Allianz Trade’s latest report, “Closing the Global Infrastructure Gap,” reveals that the global economy will require €3.6 trillion in infrastructure investment annually until 2035. For Turkey, the investment need in non-energy infrastructure alone exceeds €100 billion.
Highways, Ports, and Railways Top the List
Allianz Trade Senior Economist Luca Moneta highlighted that Turkey’s population size, industrial development, and climate commitments make these investments crucial. According to the report, Turkey will need to allocate around €72 billion for road infrastructure, €11 billion for ports, €10 billion for railways, €6 billion for telecommunications, and €1 billion for sewerage and wastewater treatment by 2035.
Energy Infrastructure Requires Modernization
In addition to non-energy projects, the report stresses the importance of modernizing the electricity grid, expanding battery storage capacity, and boosting renewable energy investments.
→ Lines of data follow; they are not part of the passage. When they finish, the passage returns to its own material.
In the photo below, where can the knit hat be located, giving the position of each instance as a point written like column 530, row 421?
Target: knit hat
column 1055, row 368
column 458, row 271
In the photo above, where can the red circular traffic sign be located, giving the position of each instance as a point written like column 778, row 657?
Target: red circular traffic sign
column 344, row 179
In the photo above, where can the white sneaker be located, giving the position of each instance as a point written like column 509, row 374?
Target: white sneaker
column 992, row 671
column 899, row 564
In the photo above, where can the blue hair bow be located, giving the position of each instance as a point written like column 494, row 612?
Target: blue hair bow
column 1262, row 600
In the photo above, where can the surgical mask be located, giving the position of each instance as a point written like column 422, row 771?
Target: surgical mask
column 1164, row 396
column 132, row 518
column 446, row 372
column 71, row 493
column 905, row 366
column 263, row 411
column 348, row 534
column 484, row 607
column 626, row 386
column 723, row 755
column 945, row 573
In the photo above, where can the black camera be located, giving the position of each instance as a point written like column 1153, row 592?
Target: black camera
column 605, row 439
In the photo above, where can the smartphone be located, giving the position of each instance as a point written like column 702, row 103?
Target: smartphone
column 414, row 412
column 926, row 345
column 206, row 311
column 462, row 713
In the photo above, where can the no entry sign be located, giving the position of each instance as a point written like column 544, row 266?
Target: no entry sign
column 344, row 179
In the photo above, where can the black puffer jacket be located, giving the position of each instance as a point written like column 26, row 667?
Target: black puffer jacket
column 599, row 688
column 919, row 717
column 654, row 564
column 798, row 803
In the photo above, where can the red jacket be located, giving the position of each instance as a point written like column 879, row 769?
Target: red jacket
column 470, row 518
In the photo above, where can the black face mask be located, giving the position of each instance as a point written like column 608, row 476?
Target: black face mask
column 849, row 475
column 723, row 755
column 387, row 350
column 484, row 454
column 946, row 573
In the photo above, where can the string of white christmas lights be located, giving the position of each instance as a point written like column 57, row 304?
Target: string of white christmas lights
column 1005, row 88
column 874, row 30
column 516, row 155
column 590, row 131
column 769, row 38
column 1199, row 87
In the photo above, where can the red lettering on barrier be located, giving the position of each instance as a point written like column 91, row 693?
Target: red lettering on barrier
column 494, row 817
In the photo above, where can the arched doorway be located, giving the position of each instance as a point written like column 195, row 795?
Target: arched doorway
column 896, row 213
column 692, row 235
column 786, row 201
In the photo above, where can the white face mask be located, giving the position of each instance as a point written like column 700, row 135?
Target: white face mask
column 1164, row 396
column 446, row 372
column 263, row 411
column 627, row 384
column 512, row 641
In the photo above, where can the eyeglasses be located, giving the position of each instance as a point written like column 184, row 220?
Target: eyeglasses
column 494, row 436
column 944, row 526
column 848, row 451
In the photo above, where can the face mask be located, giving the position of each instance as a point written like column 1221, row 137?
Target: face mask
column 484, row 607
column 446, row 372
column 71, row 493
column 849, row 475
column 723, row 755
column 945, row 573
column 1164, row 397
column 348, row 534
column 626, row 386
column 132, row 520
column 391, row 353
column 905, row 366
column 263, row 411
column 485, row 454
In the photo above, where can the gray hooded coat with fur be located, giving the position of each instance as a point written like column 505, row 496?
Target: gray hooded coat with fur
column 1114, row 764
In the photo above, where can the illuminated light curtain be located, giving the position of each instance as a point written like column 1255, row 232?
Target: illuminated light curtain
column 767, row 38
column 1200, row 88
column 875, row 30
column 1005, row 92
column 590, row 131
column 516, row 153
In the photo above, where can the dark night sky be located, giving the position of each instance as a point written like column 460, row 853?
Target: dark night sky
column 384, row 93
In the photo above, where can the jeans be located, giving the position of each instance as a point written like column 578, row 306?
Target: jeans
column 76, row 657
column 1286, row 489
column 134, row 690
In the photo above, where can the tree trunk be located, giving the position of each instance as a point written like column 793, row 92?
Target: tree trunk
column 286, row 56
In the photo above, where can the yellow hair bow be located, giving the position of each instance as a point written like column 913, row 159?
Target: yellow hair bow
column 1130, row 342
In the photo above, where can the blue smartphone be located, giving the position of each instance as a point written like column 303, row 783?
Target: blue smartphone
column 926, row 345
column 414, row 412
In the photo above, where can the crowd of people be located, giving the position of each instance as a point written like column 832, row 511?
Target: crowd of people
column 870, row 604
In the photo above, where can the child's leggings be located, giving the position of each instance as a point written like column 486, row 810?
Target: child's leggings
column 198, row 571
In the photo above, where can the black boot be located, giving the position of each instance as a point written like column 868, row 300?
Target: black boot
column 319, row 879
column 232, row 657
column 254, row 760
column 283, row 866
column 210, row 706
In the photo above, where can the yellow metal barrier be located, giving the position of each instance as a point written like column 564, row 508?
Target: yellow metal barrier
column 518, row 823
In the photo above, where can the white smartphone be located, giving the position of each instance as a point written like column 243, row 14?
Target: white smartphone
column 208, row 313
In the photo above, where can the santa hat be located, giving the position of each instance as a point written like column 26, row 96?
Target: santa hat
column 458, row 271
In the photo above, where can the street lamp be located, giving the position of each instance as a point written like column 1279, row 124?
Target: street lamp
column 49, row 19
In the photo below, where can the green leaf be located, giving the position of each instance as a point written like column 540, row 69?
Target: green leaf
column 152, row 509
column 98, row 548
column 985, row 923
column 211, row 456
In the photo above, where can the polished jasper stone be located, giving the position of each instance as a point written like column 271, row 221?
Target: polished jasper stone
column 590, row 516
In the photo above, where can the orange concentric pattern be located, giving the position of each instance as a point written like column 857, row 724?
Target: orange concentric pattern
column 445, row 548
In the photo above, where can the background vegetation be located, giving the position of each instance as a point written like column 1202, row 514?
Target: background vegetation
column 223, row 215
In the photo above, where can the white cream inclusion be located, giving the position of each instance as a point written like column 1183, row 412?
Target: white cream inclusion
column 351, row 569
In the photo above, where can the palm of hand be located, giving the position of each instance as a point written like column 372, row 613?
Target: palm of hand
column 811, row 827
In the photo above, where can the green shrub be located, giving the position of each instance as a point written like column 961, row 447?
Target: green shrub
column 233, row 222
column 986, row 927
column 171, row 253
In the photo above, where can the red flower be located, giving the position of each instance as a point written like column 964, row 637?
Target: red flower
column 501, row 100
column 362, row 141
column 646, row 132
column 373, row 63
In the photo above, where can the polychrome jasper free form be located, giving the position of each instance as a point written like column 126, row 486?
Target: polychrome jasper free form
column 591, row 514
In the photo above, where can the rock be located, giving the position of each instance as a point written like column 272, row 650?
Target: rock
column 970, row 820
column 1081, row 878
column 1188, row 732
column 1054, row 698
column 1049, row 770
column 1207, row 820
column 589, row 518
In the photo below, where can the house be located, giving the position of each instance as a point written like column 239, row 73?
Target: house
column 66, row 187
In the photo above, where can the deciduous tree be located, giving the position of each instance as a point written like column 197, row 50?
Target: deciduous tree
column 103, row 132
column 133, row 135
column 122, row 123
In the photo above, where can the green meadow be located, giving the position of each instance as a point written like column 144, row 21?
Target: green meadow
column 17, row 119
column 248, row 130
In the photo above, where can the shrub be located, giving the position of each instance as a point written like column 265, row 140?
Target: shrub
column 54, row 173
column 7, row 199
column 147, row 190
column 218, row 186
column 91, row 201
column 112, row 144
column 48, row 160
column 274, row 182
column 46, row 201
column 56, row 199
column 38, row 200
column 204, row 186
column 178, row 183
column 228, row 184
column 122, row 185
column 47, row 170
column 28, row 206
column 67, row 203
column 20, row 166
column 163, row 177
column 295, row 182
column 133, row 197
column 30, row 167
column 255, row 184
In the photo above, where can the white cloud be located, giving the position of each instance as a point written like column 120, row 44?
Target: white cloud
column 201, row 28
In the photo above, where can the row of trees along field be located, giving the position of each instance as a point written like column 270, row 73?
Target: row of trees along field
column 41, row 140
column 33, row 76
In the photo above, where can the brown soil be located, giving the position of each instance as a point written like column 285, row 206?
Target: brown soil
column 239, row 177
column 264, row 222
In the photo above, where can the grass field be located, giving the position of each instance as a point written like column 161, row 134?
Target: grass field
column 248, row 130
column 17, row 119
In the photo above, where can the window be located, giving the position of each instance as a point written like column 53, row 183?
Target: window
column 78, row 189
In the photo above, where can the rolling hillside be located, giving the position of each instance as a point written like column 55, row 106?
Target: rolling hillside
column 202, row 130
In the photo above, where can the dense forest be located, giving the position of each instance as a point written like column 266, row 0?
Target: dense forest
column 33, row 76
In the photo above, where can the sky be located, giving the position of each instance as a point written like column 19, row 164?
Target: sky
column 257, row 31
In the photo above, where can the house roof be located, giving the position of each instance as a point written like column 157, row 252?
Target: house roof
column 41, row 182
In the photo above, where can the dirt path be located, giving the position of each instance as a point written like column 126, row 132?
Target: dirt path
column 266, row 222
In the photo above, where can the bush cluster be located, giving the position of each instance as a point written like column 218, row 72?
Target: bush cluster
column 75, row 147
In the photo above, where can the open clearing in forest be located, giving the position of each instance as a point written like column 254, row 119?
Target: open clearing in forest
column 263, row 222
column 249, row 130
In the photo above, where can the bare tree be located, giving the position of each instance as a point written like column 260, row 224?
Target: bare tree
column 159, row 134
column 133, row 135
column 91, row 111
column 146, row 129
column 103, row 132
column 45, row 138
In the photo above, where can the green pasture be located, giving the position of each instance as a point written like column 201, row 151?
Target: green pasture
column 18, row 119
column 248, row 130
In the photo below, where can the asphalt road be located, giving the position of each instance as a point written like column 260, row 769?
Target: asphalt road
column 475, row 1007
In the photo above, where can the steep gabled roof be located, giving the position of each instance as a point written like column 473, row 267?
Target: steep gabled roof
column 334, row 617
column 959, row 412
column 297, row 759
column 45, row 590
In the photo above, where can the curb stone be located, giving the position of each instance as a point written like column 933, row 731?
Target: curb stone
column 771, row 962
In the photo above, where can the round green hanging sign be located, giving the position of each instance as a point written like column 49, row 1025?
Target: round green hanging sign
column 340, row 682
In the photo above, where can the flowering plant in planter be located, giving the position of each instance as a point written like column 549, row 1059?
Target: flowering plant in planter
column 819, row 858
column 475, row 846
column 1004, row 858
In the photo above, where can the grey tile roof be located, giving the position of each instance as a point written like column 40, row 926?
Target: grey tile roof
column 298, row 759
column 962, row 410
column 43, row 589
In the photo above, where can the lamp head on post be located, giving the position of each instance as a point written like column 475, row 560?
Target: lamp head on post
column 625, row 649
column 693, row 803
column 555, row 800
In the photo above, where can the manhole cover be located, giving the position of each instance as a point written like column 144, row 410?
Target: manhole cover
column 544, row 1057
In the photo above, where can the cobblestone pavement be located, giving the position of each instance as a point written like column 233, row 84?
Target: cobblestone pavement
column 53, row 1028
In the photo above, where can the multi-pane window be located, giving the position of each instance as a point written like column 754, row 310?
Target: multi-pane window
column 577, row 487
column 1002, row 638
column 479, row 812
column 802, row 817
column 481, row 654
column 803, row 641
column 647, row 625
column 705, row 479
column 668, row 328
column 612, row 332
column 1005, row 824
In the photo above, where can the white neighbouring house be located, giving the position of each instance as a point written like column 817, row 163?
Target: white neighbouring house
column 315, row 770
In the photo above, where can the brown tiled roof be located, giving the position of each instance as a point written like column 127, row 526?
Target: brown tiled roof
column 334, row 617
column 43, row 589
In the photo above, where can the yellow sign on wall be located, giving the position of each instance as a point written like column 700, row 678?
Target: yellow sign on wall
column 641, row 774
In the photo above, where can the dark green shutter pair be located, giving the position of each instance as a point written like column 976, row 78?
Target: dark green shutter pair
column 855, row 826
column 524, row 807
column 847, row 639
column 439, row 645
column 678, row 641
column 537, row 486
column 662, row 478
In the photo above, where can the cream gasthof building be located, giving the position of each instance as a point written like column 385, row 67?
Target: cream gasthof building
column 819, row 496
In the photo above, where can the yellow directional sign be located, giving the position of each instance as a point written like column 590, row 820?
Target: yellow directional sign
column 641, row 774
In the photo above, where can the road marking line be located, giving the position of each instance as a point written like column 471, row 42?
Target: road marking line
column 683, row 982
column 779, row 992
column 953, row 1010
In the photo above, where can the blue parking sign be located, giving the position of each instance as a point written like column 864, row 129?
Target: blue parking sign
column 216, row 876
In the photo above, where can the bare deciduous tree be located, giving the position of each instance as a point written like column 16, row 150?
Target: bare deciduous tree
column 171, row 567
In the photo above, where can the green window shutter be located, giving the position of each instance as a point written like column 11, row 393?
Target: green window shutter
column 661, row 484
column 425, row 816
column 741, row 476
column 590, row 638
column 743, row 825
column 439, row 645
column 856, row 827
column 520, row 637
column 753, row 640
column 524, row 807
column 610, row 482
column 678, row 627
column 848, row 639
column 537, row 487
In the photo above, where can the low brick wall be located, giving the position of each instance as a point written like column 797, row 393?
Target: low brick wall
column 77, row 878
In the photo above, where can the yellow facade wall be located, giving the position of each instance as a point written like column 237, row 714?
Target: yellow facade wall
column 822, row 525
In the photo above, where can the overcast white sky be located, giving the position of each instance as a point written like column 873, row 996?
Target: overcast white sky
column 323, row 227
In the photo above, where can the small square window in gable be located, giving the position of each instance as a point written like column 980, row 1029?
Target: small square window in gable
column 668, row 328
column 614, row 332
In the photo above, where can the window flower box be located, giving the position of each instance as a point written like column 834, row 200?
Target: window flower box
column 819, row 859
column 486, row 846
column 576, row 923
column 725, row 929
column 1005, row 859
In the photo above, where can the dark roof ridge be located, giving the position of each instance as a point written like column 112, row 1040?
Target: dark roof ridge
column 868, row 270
With its strategic location, Turkey has the potential to become a regional leader in energy transformation, but challenges in storage capacity, permitting processes, and interconnection systems are limiting this potential.
Economic Normalization Could Boost Investments
Moneta noted that Turkey’s economic normalization process could accelerate infrastructure spending, projecting growth of 2.5% in 2025 and 3% in 2026. However, he cautioned that the current investment pace is below potential, pointing to weaker external demand and the real appreciation of the Turkish Lira as pressures on export-oriented sectors.